Julia Packages and Packaging System

Chase Coleman & Spencer Lyon

3-4-16

Managing Packages

One of the tools that Julia provides is a built in package manager.

All of the package manager commands are within the Pkg module, and are called by Pkg.command(arg)

Two types of packages

  • Registered: Mature package that has some sense of approval from the community
  • Unregistered: Less mature package that maybe is still developing basic functionality

Adding and Removing Registered Packages

Registered packages can be added and removed by using Pkg.add("PackageName") and Pkg.rm("PackageName")


In [ ]:
# Pkg.add("Distributions")

In [ ]:
# Pkg.rm("Distributions")

Adding and Removing Unregistered Packages

Unregistered packages can be added by using Pkg.clone("git_repo_url") and are removed with Pkg.rm("PackageName")


In [ ]:
# Pkg.rm("PlotlyJS")

In [ ]:
# Pkg.clone("https://github.com/spencerlyon2/PlotlyJS.jl.git")

Updating Packages

Packages can be updated to their most recent version by using Pkg.update()

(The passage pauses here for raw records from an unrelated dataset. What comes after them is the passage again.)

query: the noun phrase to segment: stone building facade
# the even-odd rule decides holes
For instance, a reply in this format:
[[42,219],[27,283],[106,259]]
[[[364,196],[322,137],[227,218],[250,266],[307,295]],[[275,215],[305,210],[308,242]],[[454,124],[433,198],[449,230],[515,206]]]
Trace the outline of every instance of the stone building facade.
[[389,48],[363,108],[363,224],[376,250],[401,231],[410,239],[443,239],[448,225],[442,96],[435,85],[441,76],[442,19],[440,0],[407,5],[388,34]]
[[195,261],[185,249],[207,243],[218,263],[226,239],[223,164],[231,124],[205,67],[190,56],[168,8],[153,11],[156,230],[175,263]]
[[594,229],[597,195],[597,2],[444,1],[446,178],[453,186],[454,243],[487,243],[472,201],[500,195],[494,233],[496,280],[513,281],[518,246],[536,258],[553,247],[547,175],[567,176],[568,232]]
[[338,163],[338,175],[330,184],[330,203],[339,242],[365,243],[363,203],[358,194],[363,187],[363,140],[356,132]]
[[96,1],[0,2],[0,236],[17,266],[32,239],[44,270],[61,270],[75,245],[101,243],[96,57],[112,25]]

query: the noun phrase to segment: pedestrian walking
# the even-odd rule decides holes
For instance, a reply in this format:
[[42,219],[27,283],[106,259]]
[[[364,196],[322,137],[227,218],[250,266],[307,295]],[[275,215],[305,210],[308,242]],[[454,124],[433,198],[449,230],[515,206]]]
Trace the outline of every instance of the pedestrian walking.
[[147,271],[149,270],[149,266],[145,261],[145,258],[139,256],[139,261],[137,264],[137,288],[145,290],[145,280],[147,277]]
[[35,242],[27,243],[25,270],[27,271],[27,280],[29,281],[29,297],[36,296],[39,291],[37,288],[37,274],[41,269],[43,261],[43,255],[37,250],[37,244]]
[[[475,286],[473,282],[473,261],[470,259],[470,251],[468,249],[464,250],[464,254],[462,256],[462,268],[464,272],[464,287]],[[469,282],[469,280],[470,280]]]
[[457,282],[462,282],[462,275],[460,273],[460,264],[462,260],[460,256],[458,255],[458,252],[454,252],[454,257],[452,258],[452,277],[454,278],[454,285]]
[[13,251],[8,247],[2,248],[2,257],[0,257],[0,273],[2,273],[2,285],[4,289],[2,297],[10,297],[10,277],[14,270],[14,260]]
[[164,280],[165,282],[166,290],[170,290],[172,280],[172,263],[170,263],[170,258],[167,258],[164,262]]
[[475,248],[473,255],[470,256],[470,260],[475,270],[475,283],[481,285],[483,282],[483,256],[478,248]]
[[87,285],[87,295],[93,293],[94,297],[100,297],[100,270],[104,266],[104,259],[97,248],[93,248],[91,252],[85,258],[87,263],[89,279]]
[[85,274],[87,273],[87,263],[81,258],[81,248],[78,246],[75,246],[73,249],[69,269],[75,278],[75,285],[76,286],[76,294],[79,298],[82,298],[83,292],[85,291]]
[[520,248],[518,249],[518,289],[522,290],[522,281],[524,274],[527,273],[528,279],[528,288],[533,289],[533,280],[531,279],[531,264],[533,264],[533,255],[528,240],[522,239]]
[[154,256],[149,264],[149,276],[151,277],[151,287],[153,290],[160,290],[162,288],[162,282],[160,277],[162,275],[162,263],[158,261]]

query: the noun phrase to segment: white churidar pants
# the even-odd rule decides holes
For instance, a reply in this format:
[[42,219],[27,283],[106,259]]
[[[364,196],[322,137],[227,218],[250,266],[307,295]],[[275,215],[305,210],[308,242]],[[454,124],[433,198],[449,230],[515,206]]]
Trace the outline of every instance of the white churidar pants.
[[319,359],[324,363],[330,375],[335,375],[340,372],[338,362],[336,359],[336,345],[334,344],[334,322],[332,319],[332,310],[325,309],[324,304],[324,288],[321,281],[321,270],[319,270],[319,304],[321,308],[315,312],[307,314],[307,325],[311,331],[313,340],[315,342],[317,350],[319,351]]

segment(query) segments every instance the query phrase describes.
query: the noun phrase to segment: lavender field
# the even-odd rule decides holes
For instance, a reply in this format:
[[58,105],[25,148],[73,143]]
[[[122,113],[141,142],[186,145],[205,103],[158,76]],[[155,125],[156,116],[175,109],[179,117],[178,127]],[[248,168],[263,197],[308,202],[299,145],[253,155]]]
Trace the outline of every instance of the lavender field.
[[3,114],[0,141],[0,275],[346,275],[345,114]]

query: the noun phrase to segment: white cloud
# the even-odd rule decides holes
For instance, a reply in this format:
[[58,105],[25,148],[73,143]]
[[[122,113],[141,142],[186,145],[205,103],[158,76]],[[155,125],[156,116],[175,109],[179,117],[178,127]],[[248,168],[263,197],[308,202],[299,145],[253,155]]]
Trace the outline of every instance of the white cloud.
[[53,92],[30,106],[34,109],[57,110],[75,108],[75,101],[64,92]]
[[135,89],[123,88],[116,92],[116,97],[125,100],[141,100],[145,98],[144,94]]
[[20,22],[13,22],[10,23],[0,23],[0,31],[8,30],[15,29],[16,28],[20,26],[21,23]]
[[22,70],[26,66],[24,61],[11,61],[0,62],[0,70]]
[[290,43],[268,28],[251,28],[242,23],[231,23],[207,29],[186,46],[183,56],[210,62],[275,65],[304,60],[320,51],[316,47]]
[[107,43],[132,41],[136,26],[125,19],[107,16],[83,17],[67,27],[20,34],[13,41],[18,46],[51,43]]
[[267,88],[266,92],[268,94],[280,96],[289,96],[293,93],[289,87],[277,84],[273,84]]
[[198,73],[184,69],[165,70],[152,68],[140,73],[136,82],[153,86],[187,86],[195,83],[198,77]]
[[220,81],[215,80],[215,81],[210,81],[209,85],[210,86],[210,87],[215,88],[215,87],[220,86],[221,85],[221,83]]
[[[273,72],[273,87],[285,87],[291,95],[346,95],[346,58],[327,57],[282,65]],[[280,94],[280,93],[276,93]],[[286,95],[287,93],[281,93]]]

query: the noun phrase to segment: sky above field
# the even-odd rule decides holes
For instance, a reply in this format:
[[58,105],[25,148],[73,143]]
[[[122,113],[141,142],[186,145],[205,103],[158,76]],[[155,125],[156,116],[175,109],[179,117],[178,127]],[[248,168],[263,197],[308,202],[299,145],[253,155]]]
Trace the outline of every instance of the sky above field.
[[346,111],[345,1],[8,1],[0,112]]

Running this command will update:

  • Your local METADATA, which tracks all versions of registered packages
  • Registered packages to latest version
  • Unregistered packages to most recent commit on active branch

Doesn't update "dirty" packages (git status $\neq$ clean)

Distributions.jl

This is THE package for dealing with distributions and random variables.

It is also an excellent example of how to properly leverage multiple dispatch over different types.

We will demonstrated how to use this packge.


In [1]:
using Distributions

What Distributions Are Included?

There are ~70 different distributions that are included in the package.

Hard to find distributions that are not included


In [2]:
ncud = length(subtypes(Distributions.ContinuousUnivariateDistribution))
ntd = length(subtypes(Distributions.Distribution))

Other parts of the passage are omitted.